Face à la grave crise politique à laquelle la Guinée est confrontée, les initiatives se multiplient ; tant de l’intérieur que de l’extérieur. Après le clergé, réuni à N’Zérékoré du 22 au 26 janvier, qui a demandé le respect de la constitution en vigueur, les chefs religieux musulmans, accusés à tort ou à raison de soutenir le pouvoir, tentent eux aussi de renouer le fil du dialogue. Ils ont formellement demandé à leur tour au chef de l’Etat de reporter les élections législatives.

Et, ce n’est pas tout ! Désormais, ils comptent aller plus loin. Le report des élections législatives est une goutte d’eau dans l’Océan par rapport au projet de nouvelle constitution qui ouvrirait la voie à un troisième mandat pour l’actuel président.

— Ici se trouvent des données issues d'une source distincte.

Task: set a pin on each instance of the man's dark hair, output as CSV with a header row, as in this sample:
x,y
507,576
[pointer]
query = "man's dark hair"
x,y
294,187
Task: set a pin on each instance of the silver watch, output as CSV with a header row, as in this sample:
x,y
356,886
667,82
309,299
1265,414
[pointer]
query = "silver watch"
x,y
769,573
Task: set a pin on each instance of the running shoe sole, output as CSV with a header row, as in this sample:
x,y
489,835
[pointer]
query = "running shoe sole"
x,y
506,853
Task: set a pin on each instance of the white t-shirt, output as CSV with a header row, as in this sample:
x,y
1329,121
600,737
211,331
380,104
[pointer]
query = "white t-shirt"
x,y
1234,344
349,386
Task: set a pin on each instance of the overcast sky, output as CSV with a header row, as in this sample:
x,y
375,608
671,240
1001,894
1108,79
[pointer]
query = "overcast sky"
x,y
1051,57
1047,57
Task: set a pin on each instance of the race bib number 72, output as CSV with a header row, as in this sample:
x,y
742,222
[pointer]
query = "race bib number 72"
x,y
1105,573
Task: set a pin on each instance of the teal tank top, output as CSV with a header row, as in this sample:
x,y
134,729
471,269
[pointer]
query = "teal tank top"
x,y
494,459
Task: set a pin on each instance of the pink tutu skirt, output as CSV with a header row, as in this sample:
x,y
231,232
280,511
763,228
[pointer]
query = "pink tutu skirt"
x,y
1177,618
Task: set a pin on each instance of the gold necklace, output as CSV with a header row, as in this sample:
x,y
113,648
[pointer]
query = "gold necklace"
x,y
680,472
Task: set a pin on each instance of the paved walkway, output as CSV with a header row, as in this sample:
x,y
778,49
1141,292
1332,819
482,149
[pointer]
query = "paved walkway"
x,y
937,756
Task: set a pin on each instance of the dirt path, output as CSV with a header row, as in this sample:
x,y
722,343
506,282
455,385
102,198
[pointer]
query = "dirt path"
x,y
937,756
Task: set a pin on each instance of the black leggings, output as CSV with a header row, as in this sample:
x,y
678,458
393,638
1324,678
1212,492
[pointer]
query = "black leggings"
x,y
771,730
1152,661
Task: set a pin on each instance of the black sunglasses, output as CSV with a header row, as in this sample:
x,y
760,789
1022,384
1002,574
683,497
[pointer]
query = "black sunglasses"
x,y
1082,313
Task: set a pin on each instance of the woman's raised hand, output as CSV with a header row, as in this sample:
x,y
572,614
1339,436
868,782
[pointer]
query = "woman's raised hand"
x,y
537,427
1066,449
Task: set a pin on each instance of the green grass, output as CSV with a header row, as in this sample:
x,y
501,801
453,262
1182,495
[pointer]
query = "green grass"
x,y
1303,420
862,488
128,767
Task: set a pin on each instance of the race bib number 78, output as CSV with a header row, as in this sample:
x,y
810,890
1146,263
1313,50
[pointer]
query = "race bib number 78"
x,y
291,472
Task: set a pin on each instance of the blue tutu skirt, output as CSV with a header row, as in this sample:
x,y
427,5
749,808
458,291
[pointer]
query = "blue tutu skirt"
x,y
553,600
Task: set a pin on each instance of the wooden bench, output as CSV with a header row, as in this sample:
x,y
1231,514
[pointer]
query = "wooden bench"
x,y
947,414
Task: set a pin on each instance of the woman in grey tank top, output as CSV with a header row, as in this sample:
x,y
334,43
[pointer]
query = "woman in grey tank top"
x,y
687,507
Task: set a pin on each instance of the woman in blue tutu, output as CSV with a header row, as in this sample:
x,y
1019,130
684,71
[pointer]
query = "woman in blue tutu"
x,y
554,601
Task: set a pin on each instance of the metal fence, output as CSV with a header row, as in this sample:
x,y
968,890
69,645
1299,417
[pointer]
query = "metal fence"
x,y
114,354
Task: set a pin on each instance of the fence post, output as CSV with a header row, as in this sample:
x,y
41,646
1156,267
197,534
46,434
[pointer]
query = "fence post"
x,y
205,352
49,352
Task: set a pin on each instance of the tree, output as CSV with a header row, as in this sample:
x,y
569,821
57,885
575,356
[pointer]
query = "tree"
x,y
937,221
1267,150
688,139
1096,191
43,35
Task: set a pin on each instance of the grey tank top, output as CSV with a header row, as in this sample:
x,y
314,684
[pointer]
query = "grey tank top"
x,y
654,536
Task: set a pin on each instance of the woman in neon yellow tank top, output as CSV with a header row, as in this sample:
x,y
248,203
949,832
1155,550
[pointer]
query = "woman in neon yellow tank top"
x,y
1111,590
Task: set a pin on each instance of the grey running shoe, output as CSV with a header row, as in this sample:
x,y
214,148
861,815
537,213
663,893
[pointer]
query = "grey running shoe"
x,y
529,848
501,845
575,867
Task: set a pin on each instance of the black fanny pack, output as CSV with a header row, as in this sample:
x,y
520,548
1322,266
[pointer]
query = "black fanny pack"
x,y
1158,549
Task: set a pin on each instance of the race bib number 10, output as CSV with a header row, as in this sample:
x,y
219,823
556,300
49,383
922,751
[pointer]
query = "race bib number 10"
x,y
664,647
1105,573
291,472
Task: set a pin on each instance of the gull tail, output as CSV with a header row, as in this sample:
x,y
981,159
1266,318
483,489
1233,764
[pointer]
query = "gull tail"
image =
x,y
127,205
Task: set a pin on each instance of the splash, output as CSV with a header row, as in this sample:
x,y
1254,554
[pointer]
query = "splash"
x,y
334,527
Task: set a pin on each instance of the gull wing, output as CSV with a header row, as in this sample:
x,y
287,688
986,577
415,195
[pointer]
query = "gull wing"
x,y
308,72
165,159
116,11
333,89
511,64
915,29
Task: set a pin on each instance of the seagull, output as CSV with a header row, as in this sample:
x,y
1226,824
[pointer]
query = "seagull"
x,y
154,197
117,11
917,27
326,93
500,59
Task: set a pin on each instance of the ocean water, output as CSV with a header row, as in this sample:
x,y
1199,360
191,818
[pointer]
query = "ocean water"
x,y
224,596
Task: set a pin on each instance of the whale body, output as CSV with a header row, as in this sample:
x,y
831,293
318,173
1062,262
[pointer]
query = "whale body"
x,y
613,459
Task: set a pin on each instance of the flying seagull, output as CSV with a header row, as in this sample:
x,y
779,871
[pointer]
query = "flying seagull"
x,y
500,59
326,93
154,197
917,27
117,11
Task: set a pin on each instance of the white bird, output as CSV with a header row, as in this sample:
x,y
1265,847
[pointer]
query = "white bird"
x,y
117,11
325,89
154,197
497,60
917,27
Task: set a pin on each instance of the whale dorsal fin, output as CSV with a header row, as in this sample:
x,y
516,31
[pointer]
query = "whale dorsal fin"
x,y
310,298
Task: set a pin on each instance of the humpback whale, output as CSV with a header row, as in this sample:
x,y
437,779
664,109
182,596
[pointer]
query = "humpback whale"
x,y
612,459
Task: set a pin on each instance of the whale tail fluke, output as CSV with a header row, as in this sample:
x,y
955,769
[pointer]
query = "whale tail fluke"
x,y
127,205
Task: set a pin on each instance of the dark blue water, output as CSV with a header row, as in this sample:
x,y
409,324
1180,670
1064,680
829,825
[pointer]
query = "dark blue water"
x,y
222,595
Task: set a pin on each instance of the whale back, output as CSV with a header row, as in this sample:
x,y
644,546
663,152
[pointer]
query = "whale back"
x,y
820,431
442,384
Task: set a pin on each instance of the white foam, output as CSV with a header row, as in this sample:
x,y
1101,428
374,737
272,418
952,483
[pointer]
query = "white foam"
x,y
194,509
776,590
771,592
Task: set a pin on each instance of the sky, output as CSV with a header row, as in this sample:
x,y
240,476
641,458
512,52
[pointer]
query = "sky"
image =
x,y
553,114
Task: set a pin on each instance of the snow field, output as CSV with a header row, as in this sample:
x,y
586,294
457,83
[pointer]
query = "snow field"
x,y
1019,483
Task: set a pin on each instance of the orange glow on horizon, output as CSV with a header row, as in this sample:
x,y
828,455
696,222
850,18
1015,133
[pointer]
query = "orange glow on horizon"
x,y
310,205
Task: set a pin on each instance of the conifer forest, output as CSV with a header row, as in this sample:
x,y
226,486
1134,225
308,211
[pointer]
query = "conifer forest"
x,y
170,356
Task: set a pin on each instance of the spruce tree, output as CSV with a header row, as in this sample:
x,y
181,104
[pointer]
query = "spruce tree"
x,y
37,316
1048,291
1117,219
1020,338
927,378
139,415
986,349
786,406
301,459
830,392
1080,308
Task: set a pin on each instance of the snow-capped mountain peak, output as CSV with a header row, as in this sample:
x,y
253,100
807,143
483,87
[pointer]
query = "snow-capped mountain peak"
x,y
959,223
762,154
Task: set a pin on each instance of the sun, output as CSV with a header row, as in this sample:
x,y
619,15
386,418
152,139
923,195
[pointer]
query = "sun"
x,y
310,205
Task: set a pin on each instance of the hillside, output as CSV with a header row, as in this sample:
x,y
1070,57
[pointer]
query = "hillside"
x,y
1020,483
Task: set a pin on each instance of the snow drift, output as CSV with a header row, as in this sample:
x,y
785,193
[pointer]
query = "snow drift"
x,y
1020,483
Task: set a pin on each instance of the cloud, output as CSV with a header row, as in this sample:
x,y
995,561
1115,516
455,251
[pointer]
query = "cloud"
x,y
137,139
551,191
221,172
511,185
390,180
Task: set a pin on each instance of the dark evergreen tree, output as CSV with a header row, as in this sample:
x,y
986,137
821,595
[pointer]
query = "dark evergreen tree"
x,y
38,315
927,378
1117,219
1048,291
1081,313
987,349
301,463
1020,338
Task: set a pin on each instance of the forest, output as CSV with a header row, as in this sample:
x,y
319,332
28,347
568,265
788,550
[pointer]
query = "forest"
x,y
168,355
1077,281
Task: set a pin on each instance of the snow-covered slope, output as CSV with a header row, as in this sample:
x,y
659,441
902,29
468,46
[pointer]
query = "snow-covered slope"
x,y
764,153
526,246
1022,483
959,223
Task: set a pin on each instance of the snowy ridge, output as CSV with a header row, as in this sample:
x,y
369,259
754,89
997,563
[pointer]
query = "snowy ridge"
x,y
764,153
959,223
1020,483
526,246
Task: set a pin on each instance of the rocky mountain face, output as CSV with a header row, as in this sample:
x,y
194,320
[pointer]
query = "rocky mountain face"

Ce report à lui seul n’est pas suffisant pour désamorcer la crise. Le FNDC, de par son nom même, a pour objectif la défense de la constitution.

Les chefs religieux ont déjà marqué des points en obtenant une trêve dans les manifestations du FNDC. Ils s’engagent désormais à rencontrer le président de la République pour essayer d’obtenir le plus difficile avec lui : le retrait pur et simple du projet de nouvelle constitution. Mais, cette demande ne passera pas comme timbre à la poste.

L’initiative suscite déjà une levée de boucliers au sein du parti au pouvoir. Le RPG demande à son président, qui n’est autre que celui de la République, de ne même pas recevoir les religieux. Un appel qui risque de ne pas être entendu. Et pour cause, les chefs religieux chrétiens ayant formellement demandé le respect de la constitution, ils sont censés être sur la même longueur d’ondes que le FNDC. Raison pour laquelle le chef de l’Etat devrait ménager les musulmans.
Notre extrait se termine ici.